The frequentist statistical models that social work researchers typically use are implemented assuming that prior research does not inform our expectations about statistical trends in new studies. That is inconsistent with our ontological and epistemological beliefs of research. Consequently, many of our studies are underpowered for statistical testing: the estimated parameters are less precise, the null hypotheses cannot be rejected, and the replication probabilities are unknowable. Bayesian methods fundamentally address these deficiencies, by incorporating prior knowledge into current studies through probability distributions conditioning on observed data. Despite these advantages, there has been a minimal number of studies drawing on Bayesian methods to answer research questions in social work research. Moreover, the critical value-added of Bayesian methods to research, notably emphasis on evidence rather than error rates and accurate distribution of parameter estimates, has not been recognized enough. Thus, there remains a great need for a clear and concise overview of applying Bayesian methods to social work research.
Objectives
Upon completion of the workshop, participants will be able to:
1. recognize how the Bayesian approach overcomes deficiencies in the frequentist approach and understand the downside of Bayesian methods;
2. demonstrate understanding of the Bayes' theorem and evaluate its relevance to Bayesian inference in social work research;
3. use Stata to perform Bayesian regression analysis, including specifying priors, examining convergence of the model, and visualizing and interpreting posterior distributions;
4. evaluate the fit of the model and the implications of the resulting posterior distribution; and
5. demonstrate an understanding of the minimum reporting guidelines of Bayesian methods in social work research.
Content
Based on the pedagogical techniques of learning-science-by-doing-science and problem-based learning, this workshop aims to address the following content:
1. summary of advantages of Bayesian analysis over frequentist analysis and their similarities and differences;
2. introduction to Bayesian inference including Bayes' theorem, history, assumptions, and application;
3. a concise and systematic set of procedures to establish full probability Bayesian models;
4. application of Bayesian linear regression in social work research using a problem example based on real data;
5. a step-by-step demonstration of evaluation, interpretation, and visualization of model fit and posterior distribution using Stata; and
6. how to draw inferences and conclusions.

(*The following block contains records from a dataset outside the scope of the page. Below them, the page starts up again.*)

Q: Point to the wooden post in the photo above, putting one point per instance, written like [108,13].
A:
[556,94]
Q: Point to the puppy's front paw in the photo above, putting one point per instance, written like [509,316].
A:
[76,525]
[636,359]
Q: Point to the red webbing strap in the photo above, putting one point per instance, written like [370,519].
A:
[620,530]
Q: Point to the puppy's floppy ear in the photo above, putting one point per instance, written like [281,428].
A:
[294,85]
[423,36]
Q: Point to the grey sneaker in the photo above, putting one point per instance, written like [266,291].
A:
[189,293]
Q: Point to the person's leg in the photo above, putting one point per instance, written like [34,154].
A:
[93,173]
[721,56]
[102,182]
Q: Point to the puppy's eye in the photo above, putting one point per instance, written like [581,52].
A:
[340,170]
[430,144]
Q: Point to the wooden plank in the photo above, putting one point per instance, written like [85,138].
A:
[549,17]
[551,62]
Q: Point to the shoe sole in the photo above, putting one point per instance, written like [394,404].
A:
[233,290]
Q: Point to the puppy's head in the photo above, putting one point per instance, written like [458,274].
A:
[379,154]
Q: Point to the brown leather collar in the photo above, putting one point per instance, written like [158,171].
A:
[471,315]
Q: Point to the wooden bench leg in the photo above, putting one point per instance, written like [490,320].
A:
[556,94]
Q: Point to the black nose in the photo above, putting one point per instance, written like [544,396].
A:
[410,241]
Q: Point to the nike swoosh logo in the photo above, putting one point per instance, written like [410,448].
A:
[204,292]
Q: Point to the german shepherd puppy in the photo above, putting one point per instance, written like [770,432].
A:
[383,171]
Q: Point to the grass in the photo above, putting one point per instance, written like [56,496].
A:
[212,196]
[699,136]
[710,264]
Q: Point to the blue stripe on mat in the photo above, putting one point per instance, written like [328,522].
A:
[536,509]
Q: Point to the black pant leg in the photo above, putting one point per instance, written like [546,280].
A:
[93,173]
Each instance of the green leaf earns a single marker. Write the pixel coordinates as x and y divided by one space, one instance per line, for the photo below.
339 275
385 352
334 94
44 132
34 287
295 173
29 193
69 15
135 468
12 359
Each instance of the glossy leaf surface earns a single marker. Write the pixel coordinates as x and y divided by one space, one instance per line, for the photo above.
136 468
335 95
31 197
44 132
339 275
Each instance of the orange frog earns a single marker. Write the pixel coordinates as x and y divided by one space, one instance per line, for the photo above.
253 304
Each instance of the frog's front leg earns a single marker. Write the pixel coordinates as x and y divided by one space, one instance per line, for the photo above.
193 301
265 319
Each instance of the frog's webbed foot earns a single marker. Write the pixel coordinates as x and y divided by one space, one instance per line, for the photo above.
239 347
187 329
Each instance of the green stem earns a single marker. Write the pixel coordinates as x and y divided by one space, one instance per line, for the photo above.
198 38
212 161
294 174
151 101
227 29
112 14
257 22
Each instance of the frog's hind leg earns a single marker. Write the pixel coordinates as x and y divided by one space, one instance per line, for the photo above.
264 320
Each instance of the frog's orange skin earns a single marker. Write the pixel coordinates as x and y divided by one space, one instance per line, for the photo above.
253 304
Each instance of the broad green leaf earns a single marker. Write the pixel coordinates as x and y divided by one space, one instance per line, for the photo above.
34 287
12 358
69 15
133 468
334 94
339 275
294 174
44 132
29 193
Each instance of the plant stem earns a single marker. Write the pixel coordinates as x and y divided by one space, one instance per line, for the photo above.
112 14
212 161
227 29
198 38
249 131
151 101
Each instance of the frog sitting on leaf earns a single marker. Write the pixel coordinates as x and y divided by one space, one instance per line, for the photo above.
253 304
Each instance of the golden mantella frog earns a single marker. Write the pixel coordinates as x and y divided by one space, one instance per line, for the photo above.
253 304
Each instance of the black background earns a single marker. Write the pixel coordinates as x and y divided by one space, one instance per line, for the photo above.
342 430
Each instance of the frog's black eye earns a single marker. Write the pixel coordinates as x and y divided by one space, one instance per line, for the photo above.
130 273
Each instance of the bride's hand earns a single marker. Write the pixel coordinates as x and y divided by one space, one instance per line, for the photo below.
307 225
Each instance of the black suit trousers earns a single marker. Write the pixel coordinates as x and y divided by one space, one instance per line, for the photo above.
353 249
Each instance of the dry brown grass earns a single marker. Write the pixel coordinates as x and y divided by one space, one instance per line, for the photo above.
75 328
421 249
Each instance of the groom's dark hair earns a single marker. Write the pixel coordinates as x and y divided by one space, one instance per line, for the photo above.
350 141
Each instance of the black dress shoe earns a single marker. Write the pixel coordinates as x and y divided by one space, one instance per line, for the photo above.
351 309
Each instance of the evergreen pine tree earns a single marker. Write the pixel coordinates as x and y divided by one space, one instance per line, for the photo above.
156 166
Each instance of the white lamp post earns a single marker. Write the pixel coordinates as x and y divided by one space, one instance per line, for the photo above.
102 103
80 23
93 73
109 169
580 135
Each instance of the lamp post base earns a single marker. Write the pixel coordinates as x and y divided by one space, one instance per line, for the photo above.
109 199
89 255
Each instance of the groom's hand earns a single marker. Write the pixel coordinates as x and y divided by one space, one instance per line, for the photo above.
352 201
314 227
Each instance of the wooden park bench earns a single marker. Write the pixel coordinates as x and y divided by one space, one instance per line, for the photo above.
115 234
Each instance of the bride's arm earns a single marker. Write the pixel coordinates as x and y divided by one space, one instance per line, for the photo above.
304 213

This workshop will encourage questions and comments throughout, and the pedagogical approach will exploit figures and illustrations to facilitate interpretation. All participants will receive a paper and/or electronic copy of a handout detailing the workshop content including slides, syntax, best practices, and a list of relevant resources.
Implications
Overall, this focus on Bayesian methods can be invaluable to social work researchers, faculty, students, and professionals who wish to refine their statistical analyses to derive richer inferences and conclusions. Featuring real data analyzed with a commonly used statistical program, this workshop simplifies esoteric statistical models making them more applicable to social work research. By becoming familiar with best practices in applying Bayesian methods, attendees can gain the expertise necessary to use a powerful set of tools that can help enhance data analysis and advance research in social work.